Dance/club remixes of Ninetynine? Can it be? Well, sort of; there's an entire CD's worth of them floating around. I managed to get my hands on a copy, and it's, umm, interesting.


The disc is titled The Processed, and is, as the name suggests, an album of remixes of tracks from Ninetynine's most recent album, The Process. It consists of eight remixes, all done by one guy on a computer. For the most part, the mixes ditch the instrumentals altogether, taking only the vocal tracks layering them on top of beats, synths and the like. The styles of the tracks vary from straight dance music to glitchy IDM experimentalism, and from the competent to the excellent. The tracks are:

  • Black Metal Figure -- A driving dance mix of the song, with the Stereolab-ish Casiotone chords removed and replaced by a muscular synth bassline and four-on-the-floor beat. Fairly standard dance music, but done well.
  • The Specialist -- The northern-soul stylings of the original are replaced with chopped-up two-step beats and a bouncy synth bassline; it works quite well; it would easily fit into a mix alongside Daft Punk or Röyksopp.
  • December -- Starts off with a chunky beat not unlike The Cure's Close To Me put through a compressor; and then the vocal kicks in, followed by stomping beats and synth lines.
  • Great Escapes -- Crunchy beats (which sound nothing like the Amen Brother-esque drums in the original), ring-modulation and synth arpeggios give this one a hard edge; and Autotune does odd things to Amy's voice.
  • The Processed -- Starts with an acapella vocal and tape delay; then the usual electronic dance drums/synth arpeggios/bass kick in. IMHO, there is perhaps slightly too much tape delay at the start, and the bass sounds a bit muddy. Competent, though not exceptional.
  • Kinetic Factory -- One of my favourites from this disc; orchestral strings and woodwinds transform one of the most laid-back tracks on the original album into a much darker, more urgent affair; then the glitchy laptop jungle beats come in. The Björk comparisons are inevitable; it also reminded me of some of the mixes on FourPlay's Digital Manipulations compilation from a few years back.
  • The Cleaner -- another favourite, with a loop from Minimum Chips' Arsene, with some IDM beats and Laura's vocal fighting a losing battle with Autotune, and managing to sound uncannily like Radiohead's Kid A. It takes an observant listener to pick the original song.
  • The Cleaner (dub) -- The second and longer remix of The Cleaner, done dub style. Though don't expect Lee Perry-style classicism; there is some vaguely 808-ish percussion, and the usual dubby basslines and tape delays, making good use of Cameron's Middle Eastern violin and the odd vocal fragment.

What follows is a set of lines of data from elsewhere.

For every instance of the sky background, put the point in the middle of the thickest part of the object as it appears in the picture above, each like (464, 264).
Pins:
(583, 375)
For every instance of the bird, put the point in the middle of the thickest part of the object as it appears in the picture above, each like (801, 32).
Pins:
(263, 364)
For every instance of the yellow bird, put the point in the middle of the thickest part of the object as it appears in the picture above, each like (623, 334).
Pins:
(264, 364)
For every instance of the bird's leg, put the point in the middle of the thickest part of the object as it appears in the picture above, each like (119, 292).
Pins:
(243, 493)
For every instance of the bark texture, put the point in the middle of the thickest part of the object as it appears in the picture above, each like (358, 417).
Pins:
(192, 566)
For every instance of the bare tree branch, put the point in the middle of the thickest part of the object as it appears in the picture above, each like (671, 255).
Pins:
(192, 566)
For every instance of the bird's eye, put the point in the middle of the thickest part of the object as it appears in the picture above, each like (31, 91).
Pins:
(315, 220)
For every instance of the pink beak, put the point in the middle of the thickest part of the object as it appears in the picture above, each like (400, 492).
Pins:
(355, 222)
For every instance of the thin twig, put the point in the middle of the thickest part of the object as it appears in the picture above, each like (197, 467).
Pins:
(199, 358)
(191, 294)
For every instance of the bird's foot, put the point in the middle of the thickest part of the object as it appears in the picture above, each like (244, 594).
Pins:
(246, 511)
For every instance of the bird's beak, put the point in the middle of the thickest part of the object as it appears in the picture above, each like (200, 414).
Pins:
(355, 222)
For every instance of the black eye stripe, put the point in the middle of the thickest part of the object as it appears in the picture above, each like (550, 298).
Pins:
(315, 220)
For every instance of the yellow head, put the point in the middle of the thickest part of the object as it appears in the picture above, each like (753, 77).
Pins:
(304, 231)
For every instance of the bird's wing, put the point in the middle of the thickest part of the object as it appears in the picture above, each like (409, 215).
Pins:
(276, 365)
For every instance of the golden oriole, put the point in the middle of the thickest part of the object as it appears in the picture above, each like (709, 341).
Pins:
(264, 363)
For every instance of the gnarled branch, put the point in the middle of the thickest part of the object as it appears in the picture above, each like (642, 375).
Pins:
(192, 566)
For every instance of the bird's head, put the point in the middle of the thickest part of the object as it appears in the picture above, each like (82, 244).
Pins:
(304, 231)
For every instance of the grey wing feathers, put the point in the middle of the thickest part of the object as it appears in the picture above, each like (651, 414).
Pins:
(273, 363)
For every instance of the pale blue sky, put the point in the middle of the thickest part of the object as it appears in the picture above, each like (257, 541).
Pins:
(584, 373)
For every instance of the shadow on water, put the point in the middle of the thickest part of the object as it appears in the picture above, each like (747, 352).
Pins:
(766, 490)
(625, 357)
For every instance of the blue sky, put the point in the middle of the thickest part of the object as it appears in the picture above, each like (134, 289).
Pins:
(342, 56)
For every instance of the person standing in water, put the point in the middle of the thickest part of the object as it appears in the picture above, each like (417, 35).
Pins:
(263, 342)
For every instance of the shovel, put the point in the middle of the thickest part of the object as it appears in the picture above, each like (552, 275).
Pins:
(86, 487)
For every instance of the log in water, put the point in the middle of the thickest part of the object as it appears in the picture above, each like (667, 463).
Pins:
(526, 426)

In summary, Processed is an interesting disc; the straight dance numbers are quite passable for the odd instance when you need a floor-filling club mix of a Ninetynine song, but the more ambient and experimental tracks really make the disc, counterpointing and riffing off Ninetynine's unconventional aesthetic.

So where can you get it? Well, that's the tricky part; it hasn't been officially released, and there don't seem to be any plans to change this. (It was an unsolicited remix effort by a friend of the band, and not actually commissioned by anyone.)

There are copies floating around; if you know the right people (or are lucky), you can get one. Though perhaps, in the fullness of time, it will see the light of day one way or another. Keep your fingers crossed.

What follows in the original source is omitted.